C’est peut-être le contraste frappant avec l’agitation de la journée, mais c’est au crépuscule que Venise acquiert un charme inégalé. C’est peut-être la véritable œuvre d’art unique de chaque biennale. Se promener dans les calle et campi le soir, c’est comme prendre une grande respiration après une expérience haletante. Il est donc logique que toute personne sensible à l’alternance de la lumière et de l’obscurité veuille découvrir la somptuosité de la place Saint-Marc dans des conditions de luminosité différentes de celles de la journée.
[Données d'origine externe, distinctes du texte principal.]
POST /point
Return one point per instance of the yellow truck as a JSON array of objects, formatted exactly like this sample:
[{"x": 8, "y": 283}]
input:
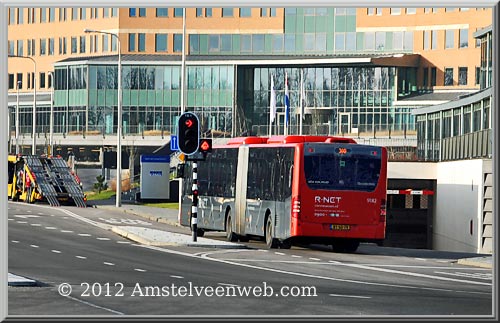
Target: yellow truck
[{"x": 39, "y": 178}]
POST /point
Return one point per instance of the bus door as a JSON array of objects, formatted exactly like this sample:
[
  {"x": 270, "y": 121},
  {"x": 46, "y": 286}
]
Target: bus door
[{"x": 238, "y": 215}]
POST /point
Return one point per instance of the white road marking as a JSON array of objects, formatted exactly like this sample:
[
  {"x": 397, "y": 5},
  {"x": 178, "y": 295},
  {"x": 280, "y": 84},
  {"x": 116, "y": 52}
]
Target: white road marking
[
  {"x": 26, "y": 216},
  {"x": 291, "y": 273},
  {"x": 468, "y": 275},
  {"x": 352, "y": 296}
]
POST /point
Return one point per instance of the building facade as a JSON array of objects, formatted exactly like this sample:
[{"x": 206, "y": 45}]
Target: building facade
[{"x": 363, "y": 70}]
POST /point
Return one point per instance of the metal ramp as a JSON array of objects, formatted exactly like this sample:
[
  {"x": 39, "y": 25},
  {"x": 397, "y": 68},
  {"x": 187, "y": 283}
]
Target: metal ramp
[
  {"x": 42, "y": 179},
  {"x": 62, "y": 176},
  {"x": 54, "y": 180}
]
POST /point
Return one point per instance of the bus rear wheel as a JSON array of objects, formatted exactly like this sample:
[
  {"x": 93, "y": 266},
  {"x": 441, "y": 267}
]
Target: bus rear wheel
[
  {"x": 271, "y": 242},
  {"x": 230, "y": 235},
  {"x": 345, "y": 245}
]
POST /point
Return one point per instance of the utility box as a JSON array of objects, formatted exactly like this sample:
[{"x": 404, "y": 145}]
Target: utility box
[{"x": 155, "y": 177}]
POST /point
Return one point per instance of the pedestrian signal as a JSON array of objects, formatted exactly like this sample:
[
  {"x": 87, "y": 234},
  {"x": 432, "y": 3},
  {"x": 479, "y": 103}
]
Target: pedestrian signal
[
  {"x": 205, "y": 145},
  {"x": 188, "y": 133}
]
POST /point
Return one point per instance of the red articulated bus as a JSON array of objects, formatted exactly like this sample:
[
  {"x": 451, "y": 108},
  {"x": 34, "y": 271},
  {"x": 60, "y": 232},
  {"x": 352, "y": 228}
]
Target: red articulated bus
[{"x": 291, "y": 189}]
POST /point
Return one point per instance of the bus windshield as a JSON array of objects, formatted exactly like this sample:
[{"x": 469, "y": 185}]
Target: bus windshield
[{"x": 342, "y": 167}]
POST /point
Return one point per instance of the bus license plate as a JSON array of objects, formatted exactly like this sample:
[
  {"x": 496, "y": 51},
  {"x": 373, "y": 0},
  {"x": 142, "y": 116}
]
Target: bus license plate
[{"x": 340, "y": 227}]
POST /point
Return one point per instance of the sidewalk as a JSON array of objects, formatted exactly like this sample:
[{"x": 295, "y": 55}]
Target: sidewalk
[
  {"x": 155, "y": 237},
  {"x": 170, "y": 217}
]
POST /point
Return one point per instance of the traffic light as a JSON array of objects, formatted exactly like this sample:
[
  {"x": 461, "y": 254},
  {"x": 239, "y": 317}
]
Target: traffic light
[
  {"x": 189, "y": 133},
  {"x": 205, "y": 145}
]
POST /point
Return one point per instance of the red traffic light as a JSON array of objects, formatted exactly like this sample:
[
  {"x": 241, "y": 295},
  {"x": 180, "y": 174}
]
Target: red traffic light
[{"x": 205, "y": 145}]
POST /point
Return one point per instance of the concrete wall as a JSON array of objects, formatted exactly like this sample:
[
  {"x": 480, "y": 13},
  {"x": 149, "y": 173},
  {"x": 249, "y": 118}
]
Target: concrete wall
[
  {"x": 457, "y": 200},
  {"x": 458, "y": 206}
]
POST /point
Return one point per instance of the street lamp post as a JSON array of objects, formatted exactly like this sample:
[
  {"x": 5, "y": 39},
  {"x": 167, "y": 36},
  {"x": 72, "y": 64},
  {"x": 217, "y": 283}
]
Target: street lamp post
[
  {"x": 51, "y": 127},
  {"x": 17, "y": 117},
  {"x": 33, "y": 148},
  {"x": 119, "y": 126}
]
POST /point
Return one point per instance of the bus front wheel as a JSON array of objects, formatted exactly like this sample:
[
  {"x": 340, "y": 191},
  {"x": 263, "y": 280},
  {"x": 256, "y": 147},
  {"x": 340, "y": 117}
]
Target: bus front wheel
[
  {"x": 271, "y": 242},
  {"x": 230, "y": 235}
]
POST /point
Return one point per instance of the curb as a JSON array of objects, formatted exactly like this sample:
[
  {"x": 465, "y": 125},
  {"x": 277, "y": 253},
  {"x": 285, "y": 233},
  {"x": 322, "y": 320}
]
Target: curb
[
  {"x": 476, "y": 263},
  {"x": 134, "y": 237},
  {"x": 143, "y": 215},
  {"x": 19, "y": 281}
]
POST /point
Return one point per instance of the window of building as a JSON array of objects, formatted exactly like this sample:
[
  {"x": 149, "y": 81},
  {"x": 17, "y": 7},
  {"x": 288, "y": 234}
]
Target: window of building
[
  {"x": 51, "y": 46},
  {"x": 177, "y": 43},
  {"x": 160, "y": 42},
  {"x": 74, "y": 45},
  {"x": 426, "y": 77},
  {"x": 448, "y": 76},
  {"x": 245, "y": 12},
  {"x": 141, "y": 42},
  {"x": 227, "y": 12},
  {"x": 162, "y": 12},
  {"x": 43, "y": 15},
  {"x": 427, "y": 39},
  {"x": 20, "y": 50},
  {"x": 178, "y": 12},
  {"x": 395, "y": 11},
  {"x": 131, "y": 42},
  {"x": 433, "y": 76},
  {"x": 83, "y": 41},
  {"x": 52, "y": 14},
  {"x": 62, "y": 14},
  {"x": 105, "y": 43},
  {"x": 12, "y": 47},
  {"x": 43, "y": 46},
  {"x": 462, "y": 76},
  {"x": 463, "y": 39},
  {"x": 449, "y": 38},
  {"x": 41, "y": 77}
]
Et c’est alors que l’on est victime d’une surprise inattendue. En passant au pied de la Tour de l’Horloge et en se plaçant devant la Basilique Saint-Marc, on est frappé par les figures géométriques colorées projetées sur la façade du Palais des Doges, couvrant son charme gothique C’est un spectacle auquel on ne s’attend pas, envahissant, non motivé, franchement dérangeant, inutile. Presque offensant, parce qu’il déforme le réel qui a suscité des siècles d’admiration.
En y regardant de plus près, la surprise est double, car en plus d’assister à un spectacle dont même Las Vegas ne rêverait pas, il est également ennuyeux de ne pas pouvoir voir la façade du Palais Ducal dans son état naturel.
Et comme si cela ne suffisait pas, alors que sur nos smartphones nous cherchons des explications à une telle initiative (que nous ne trouvons pas), en un instant même le Campanile di San Marco devient un écran pour des projections d’un goût douteux. Comme s’il portait un pyjama rayé. Tout autre commentaire semble superflu.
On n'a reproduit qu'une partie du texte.